Hanslope Park is located about half a mile south-east of the village of Hanslope in the City of Milton Keynes, Buckinghamshire, England. Once the manorial estate of the village, it is now owned by the UK Foreign, Commonwealth and Development Office (FCDO), and is also home to His Majesty's Government Communications Centre ('HMGCC') and FCDO Services.

==History==
The manor was part of the jointure property of Anne of Denmark. Repairs were ordered to the lodge and barns in 1608. A new manor house was built for Basil Brent in 1692. It was acquired in Autumn 1764 by Edward Watts, son of William Watts, who had been a senior official in the East India Company, and of his wife, better known as Begum Johnson. Having passed down the Watts family, it was the scene of a murder on 21 July 1912 when William Farrow, Edward Hanslope Watts's gamekeeper, shot his master and then committed suicide. Robin Watts owned the house until 1939, when it was bought by Lord Hesketh who handed it over to the War Office when it was requisitioned in 1941.

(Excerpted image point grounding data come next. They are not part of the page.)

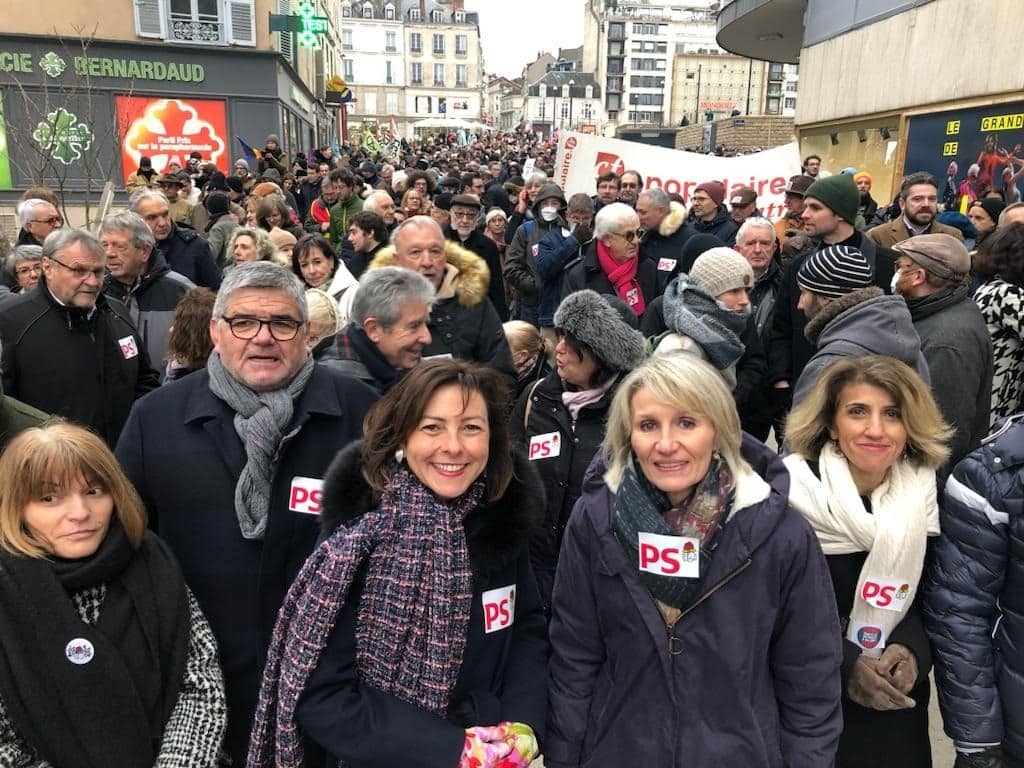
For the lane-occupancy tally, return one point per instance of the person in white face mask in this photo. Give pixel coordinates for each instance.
(520, 259)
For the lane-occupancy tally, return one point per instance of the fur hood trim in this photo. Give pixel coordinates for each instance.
(836, 307)
(495, 532)
(673, 220)
(470, 282)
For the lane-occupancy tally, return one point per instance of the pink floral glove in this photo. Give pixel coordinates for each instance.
(502, 745)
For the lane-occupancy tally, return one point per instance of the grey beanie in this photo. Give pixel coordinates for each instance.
(591, 320)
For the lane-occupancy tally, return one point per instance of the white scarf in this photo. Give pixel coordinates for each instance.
(904, 513)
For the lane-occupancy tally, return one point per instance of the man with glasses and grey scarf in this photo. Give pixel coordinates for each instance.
(229, 461)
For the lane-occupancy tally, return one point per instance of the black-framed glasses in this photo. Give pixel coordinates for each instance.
(282, 329)
(81, 272)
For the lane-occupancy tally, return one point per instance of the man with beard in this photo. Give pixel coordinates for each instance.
(919, 200)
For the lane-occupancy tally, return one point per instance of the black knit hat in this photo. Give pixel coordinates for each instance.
(835, 271)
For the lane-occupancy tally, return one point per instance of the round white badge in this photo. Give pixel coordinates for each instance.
(79, 650)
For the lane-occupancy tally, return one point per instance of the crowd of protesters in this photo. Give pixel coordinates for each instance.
(423, 460)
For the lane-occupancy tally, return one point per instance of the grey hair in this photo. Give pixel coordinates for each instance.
(418, 222)
(610, 217)
(370, 204)
(657, 197)
(142, 195)
(130, 222)
(384, 292)
(1008, 209)
(261, 274)
(58, 240)
(265, 249)
(23, 253)
(755, 222)
(27, 209)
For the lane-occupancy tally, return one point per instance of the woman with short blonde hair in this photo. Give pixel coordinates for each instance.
(105, 657)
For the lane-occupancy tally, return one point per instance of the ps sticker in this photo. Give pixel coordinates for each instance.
(79, 651)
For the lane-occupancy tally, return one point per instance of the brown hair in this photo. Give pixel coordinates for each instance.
(59, 453)
(189, 343)
(392, 419)
(927, 432)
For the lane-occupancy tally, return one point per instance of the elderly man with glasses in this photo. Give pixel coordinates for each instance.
(229, 463)
(611, 263)
(67, 350)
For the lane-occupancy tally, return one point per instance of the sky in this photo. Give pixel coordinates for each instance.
(513, 32)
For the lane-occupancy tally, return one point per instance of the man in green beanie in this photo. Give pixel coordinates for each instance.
(829, 213)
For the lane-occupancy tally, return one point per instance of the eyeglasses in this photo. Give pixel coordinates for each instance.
(249, 328)
(81, 272)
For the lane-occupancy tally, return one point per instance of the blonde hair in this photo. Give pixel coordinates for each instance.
(807, 428)
(325, 317)
(59, 453)
(683, 382)
(525, 337)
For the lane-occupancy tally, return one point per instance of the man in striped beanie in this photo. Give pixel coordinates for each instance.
(849, 316)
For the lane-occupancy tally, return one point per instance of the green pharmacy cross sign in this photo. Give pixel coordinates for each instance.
(307, 27)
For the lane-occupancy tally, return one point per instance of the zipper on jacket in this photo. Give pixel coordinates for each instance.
(675, 642)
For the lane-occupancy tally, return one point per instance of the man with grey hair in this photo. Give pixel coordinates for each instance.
(68, 350)
(229, 460)
(387, 330)
(184, 251)
(138, 278)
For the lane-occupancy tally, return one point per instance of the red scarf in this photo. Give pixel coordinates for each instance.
(623, 276)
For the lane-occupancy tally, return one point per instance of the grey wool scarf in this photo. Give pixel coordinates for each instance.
(260, 420)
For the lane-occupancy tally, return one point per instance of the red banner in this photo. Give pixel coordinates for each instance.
(170, 129)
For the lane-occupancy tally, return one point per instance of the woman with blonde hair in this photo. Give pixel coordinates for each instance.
(692, 617)
(865, 445)
(105, 658)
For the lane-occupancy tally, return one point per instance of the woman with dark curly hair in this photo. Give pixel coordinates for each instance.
(999, 266)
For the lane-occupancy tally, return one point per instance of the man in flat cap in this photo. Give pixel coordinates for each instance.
(931, 274)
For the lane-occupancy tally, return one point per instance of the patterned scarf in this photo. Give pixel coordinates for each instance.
(623, 276)
(639, 507)
(413, 619)
(260, 420)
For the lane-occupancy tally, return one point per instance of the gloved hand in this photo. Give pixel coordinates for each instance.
(990, 757)
(869, 687)
(502, 745)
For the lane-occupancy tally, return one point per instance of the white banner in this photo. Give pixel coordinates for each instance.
(582, 158)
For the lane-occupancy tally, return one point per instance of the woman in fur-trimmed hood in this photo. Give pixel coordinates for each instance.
(463, 323)
(414, 634)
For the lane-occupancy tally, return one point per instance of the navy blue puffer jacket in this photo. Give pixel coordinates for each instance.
(974, 595)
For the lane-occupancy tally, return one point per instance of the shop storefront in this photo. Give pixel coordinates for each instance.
(76, 115)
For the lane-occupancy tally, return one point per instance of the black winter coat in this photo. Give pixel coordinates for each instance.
(586, 272)
(974, 595)
(189, 255)
(181, 452)
(561, 474)
(89, 371)
(502, 673)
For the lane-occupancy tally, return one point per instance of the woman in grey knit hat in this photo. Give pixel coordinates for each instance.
(560, 420)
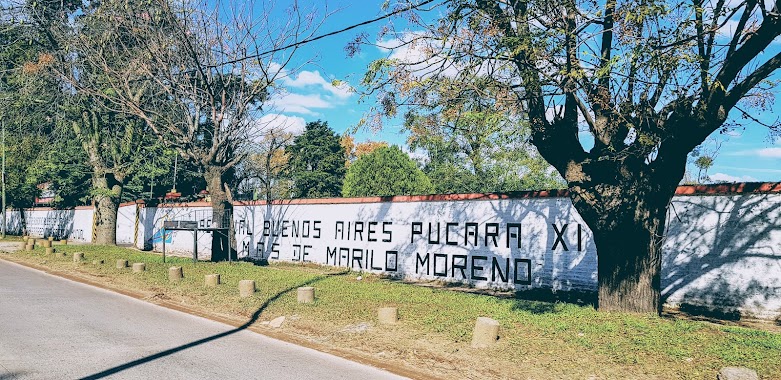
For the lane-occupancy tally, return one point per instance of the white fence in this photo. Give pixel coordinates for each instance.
(723, 245)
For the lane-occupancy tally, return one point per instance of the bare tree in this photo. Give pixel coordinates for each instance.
(265, 169)
(188, 76)
(648, 81)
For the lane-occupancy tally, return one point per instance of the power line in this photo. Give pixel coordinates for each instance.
(312, 39)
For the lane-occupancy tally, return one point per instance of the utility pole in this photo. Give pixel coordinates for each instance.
(176, 161)
(3, 180)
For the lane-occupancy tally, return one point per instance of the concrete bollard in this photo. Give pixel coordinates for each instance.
(246, 288)
(175, 274)
(212, 279)
(388, 315)
(485, 333)
(306, 294)
(737, 373)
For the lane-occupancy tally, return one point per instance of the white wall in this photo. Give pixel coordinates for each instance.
(400, 239)
(150, 235)
(44, 222)
(726, 251)
(721, 251)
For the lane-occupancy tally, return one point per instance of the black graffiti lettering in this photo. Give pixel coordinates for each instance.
(371, 231)
(472, 233)
(559, 236)
(492, 231)
(389, 233)
(461, 267)
(497, 268)
(422, 262)
(266, 228)
(478, 267)
(344, 253)
(316, 229)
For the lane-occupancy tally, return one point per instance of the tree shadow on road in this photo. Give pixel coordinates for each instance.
(171, 351)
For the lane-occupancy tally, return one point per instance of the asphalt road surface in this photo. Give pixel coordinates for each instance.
(52, 328)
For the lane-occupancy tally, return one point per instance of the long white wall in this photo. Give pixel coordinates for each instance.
(721, 251)
(73, 224)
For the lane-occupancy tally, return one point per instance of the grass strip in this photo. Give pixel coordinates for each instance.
(538, 339)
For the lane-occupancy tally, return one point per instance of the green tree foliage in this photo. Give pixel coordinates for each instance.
(649, 80)
(386, 171)
(317, 162)
(472, 146)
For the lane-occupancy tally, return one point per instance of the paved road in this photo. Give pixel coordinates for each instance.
(52, 328)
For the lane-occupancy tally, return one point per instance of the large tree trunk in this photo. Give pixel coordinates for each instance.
(221, 212)
(627, 215)
(108, 192)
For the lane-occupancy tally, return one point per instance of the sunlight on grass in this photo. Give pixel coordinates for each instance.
(598, 343)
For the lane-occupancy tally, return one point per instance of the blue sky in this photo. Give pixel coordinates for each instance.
(746, 154)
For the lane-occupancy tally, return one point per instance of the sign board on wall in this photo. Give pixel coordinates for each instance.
(721, 248)
(501, 243)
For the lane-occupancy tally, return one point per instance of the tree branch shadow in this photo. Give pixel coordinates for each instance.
(171, 351)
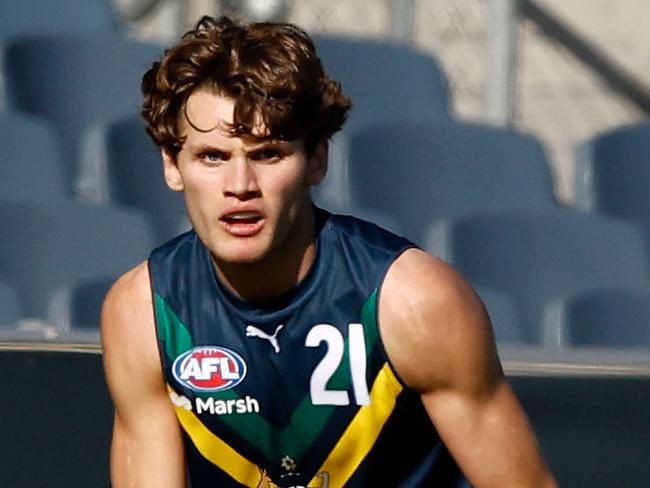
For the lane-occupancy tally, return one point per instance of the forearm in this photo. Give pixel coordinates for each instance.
(493, 441)
(143, 459)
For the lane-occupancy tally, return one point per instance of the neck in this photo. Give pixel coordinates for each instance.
(270, 279)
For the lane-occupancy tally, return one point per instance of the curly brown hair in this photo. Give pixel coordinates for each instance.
(270, 70)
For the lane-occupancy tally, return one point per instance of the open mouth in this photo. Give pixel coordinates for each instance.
(243, 224)
(242, 218)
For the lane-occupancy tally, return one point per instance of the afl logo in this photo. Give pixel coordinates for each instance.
(209, 368)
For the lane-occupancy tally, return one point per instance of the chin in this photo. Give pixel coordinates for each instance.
(240, 254)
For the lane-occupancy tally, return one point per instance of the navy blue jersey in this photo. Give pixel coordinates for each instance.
(299, 395)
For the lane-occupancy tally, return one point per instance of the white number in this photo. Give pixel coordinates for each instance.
(323, 372)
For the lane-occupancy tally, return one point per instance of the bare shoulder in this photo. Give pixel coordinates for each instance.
(127, 310)
(435, 327)
(128, 332)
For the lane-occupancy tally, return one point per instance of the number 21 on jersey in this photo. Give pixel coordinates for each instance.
(320, 394)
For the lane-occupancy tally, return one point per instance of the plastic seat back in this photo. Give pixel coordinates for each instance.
(31, 168)
(423, 172)
(47, 247)
(135, 177)
(538, 258)
(91, 80)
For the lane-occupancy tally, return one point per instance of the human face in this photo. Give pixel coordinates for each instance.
(248, 200)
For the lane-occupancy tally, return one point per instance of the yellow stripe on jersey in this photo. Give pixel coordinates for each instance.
(361, 434)
(216, 450)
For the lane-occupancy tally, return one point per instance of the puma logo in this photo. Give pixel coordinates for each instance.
(252, 331)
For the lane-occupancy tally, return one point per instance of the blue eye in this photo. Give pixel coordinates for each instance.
(213, 157)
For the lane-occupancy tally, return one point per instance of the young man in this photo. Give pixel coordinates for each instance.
(276, 344)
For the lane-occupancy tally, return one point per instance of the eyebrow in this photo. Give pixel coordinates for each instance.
(264, 144)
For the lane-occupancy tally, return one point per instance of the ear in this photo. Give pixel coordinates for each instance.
(317, 165)
(172, 175)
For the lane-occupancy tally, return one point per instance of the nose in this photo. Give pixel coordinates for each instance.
(241, 180)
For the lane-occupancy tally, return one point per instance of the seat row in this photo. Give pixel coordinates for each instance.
(554, 280)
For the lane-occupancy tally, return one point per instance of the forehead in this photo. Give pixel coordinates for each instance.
(208, 115)
(207, 118)
(206, 110)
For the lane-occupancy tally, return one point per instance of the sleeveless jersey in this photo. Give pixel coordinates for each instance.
(301, 395)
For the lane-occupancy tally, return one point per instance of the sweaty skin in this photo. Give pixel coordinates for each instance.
(249, 203)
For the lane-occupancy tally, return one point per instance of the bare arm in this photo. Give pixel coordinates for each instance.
(439, 338)
(146, 449)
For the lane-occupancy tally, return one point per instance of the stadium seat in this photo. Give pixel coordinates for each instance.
(593, 430)
(83, 304)
(31, 168)
(57, 420)
(612, 173)
(419, 173)
(504, 316)
(386, 81)
(91, 80)
(135, 178)
(46, 247)
(541, 257)
(9, 306)
(37, 16)
(606, 318)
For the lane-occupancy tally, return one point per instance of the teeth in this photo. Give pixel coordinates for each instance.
(242, 215)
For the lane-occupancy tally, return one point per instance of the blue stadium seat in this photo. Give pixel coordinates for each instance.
(538, 258)
(593, 430)
(37, 16)
(56, 424)
(85, 300)
(135, 178)
(504, 315)
(31, 168)
(608, 318)
(9, 306)
(91, 80)
(422, 172)
(612, 173)
(46, 247)
(388, 82)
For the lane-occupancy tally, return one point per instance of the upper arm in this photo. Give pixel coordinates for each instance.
(147, 446)
(438, 337)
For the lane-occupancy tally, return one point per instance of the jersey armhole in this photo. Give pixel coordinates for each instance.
(377, 320)
(155, 320)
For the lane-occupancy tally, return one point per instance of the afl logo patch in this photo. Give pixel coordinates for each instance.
(209, 368)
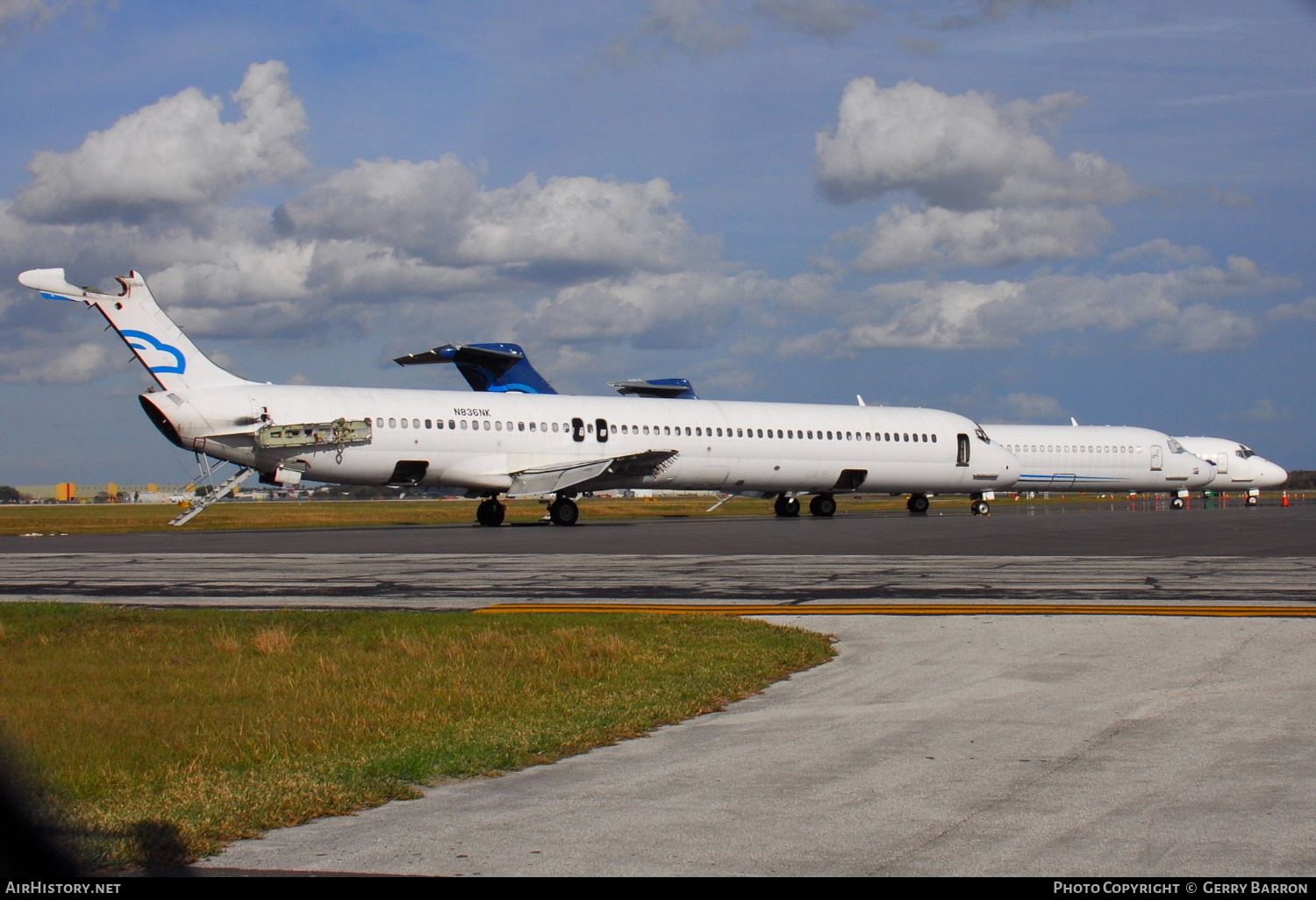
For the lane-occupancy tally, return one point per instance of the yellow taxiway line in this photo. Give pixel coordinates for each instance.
(902, 610)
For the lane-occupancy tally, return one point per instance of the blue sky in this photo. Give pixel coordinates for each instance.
(1018, 210)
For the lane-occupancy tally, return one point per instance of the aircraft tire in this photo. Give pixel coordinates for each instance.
(490, 512)
(823, 505)
(563, 512)
(786, 507)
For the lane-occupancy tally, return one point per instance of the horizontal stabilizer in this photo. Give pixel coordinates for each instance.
(492, 368)
(674, 389)
(155, 339)
(52, 281)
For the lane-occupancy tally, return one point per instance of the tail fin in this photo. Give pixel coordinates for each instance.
(495, 368)
(160, 345)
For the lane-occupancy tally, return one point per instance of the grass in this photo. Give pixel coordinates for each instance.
(123, 518)
(160, 734)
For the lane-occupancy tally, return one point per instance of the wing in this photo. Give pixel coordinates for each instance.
(550, 479)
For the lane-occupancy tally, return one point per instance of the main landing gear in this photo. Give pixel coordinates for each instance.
(786, 507)
(490, 512)
(563, 511)
(823, 505)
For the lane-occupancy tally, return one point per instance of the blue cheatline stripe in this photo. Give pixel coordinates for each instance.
(1065, 476)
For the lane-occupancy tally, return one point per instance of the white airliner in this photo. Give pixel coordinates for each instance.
(531, 444)
(1103, 458)
(1236, 466)
(1092, 458)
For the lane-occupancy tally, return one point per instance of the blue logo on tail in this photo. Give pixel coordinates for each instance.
(155, 344)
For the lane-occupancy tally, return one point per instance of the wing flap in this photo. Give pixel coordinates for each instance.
(550, 479)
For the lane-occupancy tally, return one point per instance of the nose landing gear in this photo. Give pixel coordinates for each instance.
(823, 505)
(490, 512)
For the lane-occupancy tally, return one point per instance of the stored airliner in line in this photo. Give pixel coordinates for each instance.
(1055, 458)
(1103, 458)
(1236, 468)
(518, 444)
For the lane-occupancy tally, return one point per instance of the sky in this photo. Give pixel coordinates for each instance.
(1016, 210)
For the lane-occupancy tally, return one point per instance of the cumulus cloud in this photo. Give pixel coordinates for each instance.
(678, 310)
(1266, 412)
(982, 237)
(961, 152)
(174, 155)
(610, 260)
(1177, 310)
(824, 18)
(437, 212)
(1162, 250)
(1031, 407)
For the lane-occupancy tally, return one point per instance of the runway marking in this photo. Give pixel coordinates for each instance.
(902, 610)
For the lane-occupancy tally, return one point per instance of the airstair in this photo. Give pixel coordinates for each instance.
(223, 489)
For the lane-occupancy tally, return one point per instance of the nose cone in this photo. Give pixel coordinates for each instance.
(1268, 474)
(1200, 473)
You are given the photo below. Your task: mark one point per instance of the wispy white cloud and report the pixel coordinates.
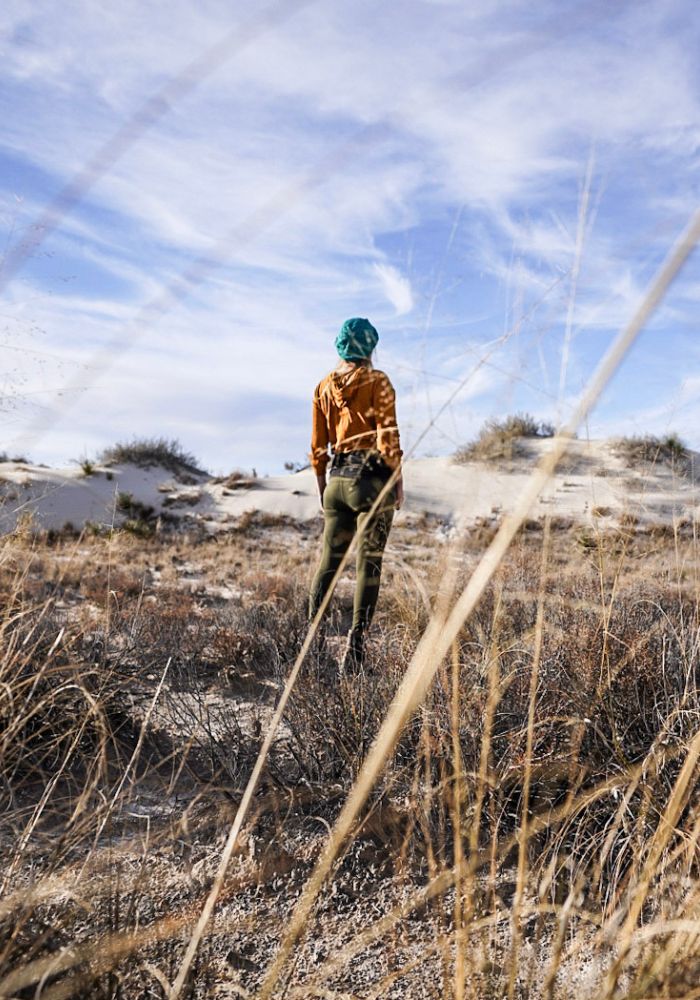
(486, 112)
(396, 287)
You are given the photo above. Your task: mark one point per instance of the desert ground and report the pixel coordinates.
(534, 832)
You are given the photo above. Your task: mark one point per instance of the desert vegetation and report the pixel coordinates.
(503, 438)
(534, 832)
(668, 449)
(147, 452)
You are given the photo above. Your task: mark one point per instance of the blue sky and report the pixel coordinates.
(492, 183)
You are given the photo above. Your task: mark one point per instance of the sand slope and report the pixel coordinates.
(591, 483)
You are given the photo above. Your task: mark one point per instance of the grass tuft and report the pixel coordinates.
(502, 439)
(147, 452)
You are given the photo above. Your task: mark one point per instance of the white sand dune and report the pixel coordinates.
(592, 483)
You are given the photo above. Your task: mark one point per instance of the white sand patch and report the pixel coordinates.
(592, 484)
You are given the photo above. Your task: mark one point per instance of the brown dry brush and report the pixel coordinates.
(616, 707)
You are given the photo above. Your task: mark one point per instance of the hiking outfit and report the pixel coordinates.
(354, 414)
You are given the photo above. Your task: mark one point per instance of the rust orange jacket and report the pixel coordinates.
(354, 408)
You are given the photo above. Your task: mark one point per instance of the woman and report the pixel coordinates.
(354, 413)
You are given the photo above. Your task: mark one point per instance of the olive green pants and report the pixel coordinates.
(346, 503)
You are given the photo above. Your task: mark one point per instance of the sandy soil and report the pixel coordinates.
(592, 483)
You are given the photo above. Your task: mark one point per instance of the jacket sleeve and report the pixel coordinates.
(319, 437)
(384, 405)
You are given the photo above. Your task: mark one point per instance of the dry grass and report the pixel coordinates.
(651, 449)
(503, 439)
(138, 676)
(147, 452)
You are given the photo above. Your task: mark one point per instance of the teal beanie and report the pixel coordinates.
(356, 340)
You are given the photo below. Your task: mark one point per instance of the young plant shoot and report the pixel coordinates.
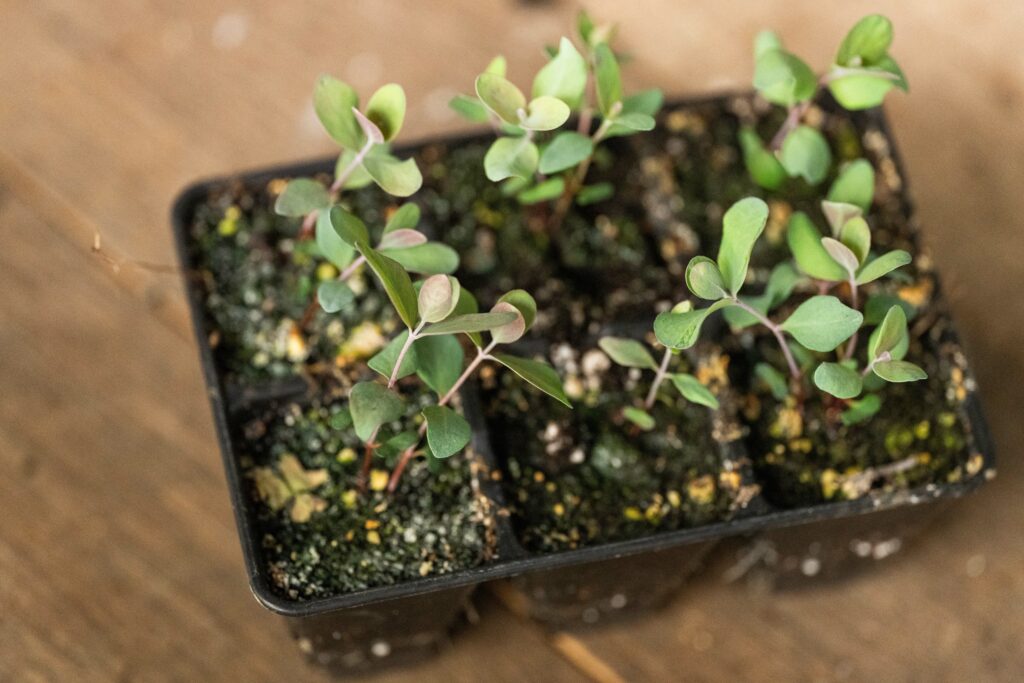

In the Second World War the Radio Security Service was based at Hanslope Park. The mathematician and cryptologist Alan Turing worked there in the latter part of the war on secure speech "scrambling". Today HMGCC researches, designs, develops and produces communications systems, equipment and related hardware and software.

==Foreign and Commonwealth Office archives==
Hanslope Park gained publicity in 2011 for its extensive collection of Imperial records held as part of the Foreign and Commonwealth Office's archive of Colonial Office papers, the papers relevant to the issue being referred to as the Foreign and Commonwealth Office migrated archives. It was described by Caroline Elkins as "the fortress-like warehouse for top-secret government files".

These archives produced documentation that, unlike other papers, was never made public in the National Archives. These included details of the 1952 to 1960 Mau Mau uprising against British rule in Kenya, and their disclosure led to compensation being paid to people who had been maltreated at Hola camp and other places.

In 2014, following reporting by the Guardian, a group of journalists were allowed to visit the Foreign and Commonwealth Office's archives at Hanslope Park, and briefed on the issues relating to the declassification of the archive material, estimated to comprise roughly 1.2 million documents.

The British government published guidance and a report on the scope of the task, including details of a rough timeline for the "weeding" and declassification process, originally in 2013 and updated from time to time.